Mr. Styles became famous in 2010 after judges on the British singing show “The X Factor” put him and some other contestants together into the boy band One Direction. It became an international hit, particularly among teenage girls, before breaking up in 2016. Mr. Styles has since released three solo albums and his song, “As It Was,” topped the Billboard Hot 100 chart for 15 weeks. He headlined Coachella in April dressed in a shimmering sequin jumpsuit, and he stars in a new movie, “Don’t Worry Darling.”
Tay Vasquez, who is 21, paid $160 to see Harry Styles last year and says resellers are hawking the same seats, at the Kia Forum in Inglewood, Calif., for more than $800 this year.
The barista is working extra shifts and plans to stand outside the arena on concert night and keep refreshing Ticketmaster for less expensive tickets. “Even 15 minutes after the show starts, I really don’t care, I just want to be there for at least the majority of it.”
This is the biggest year of Mr. Styles’ solo career, says Louie Dean Valencia, a history professor at Texas State University who starting in January will teach a college course called “Harry Styles and the Cult of Celebrity.” (It filled up instantly, he says.)
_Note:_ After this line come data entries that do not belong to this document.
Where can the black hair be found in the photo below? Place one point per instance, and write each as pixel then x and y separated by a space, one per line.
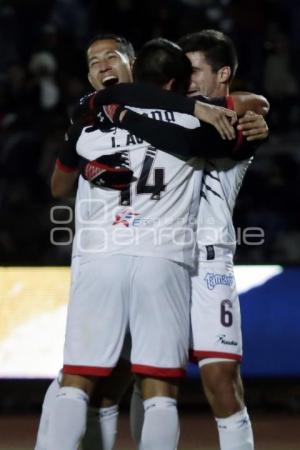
pixel 161 60
pixel 123 44
pixel 218 49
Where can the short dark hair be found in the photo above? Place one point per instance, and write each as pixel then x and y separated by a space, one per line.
pixel 219 50
pixel 123 44
pixel 159 61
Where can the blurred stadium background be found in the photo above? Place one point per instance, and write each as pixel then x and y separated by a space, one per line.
pixel 42 75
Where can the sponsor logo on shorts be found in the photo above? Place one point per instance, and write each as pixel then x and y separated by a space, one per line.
pixel 215 279
pixel 221 338
pixel 125 217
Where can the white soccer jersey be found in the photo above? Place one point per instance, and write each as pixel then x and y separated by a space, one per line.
pixel 156 216
pixel 221 182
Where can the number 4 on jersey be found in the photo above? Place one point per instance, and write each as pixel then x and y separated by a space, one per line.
pixel 143 186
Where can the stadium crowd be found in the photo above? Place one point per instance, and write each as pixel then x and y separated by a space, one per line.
pixel 43 75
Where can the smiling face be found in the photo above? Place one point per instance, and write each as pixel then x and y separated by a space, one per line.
pixel 204 80
pixel 107 64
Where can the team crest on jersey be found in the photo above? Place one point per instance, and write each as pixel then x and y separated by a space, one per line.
pixel 215 279
pixel 222 339
pixel 125 217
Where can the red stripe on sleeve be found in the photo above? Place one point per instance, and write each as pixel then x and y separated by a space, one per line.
pixel 230 102
pixel 64 168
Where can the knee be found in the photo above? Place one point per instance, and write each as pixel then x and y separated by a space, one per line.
pixel 156 387
pixel 223 387
pixel 86 384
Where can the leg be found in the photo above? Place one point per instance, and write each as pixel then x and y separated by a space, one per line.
pixel 217 343
pixel 223 387
pixel 161 424
pixel 102 415
pixel 158 357
pixel 67 422
pixel 136 413
pixel 97 320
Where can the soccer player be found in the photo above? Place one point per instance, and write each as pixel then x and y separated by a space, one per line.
pixel 108 76
pixel 215 311
pixel 140 243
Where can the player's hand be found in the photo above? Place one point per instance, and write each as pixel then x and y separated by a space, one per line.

He says Mr. Styles interacts with his fans in a way many other artists don’t. His stage is in the center of the arena, and he has helped fans come out as gay or get engaged to be married: The singer handed his microphone to a concertgoer who got down on one knee and proposed to his girlfriend. (She said yes.) At a New York show last month, fans hoisted a sign that said their dad wasn’t talking to them because they spent all their savings on concert tickets.
“I have two things to say,” Mr. Styles responded from stage. “First of all, thank you very much. Secondly, very irresponsible spending.”